Optical cooling and trapping of tripod-type atoms with rectified radiation forces

TL;DR

This paper introduces a novel all-optical 3D cooling and trapping method for tripod-type atoms using rectified radiation forces in non-monochromatic light, enabling stable long-term trapping and tunable temperatures.

Contribution

It presents a new scheme for trapping and cooling tripod-type atoms with non-monochromatic light fields, expanding control over atom temperature without losing localization.

Findings

Achieves long-term trapping in deep light-induced potential wells.

Allows continuous tuning of atom temperature from super-Doppler to sub-Doppler.

Demonstrates stability of atom localization during temperature variation.

Abstract

A new scheme of three-dimensional (3D) all-optical (nonmagnetic) cooling and trapping of resonant atoms, based on using of so-called rectified radiation forces in non-monochromatic light fields is presented.
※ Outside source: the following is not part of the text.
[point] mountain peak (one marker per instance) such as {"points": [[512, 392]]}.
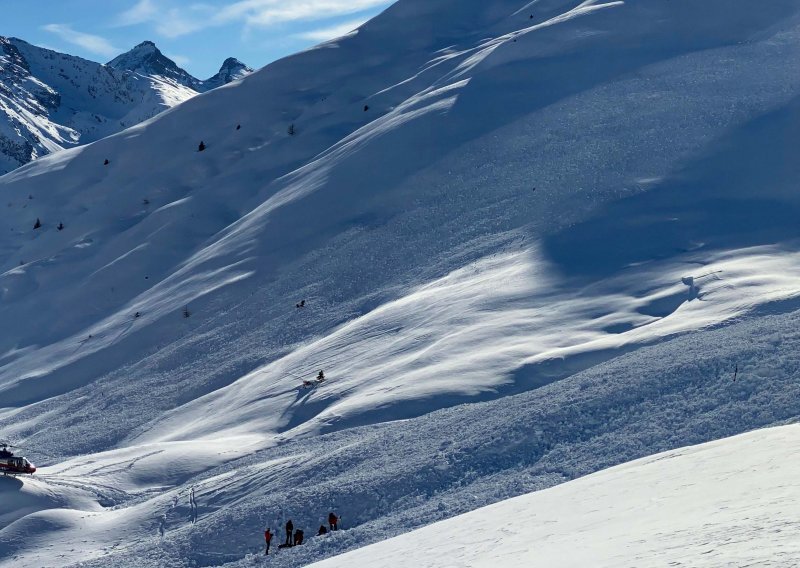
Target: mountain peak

It can be applied to the atoms with a tripod-type configuration of levels: atoms (ions) with the quantum transition F=1 \to F=0. The scheme proposed provides a long-term trapping of such atoms in deep light-induced potential wells. Moreover, the atom temperature can continuously be changed by varying field parameters in quite a large range (from super-Doppler to sub-Doppler values) without violating the localization stability.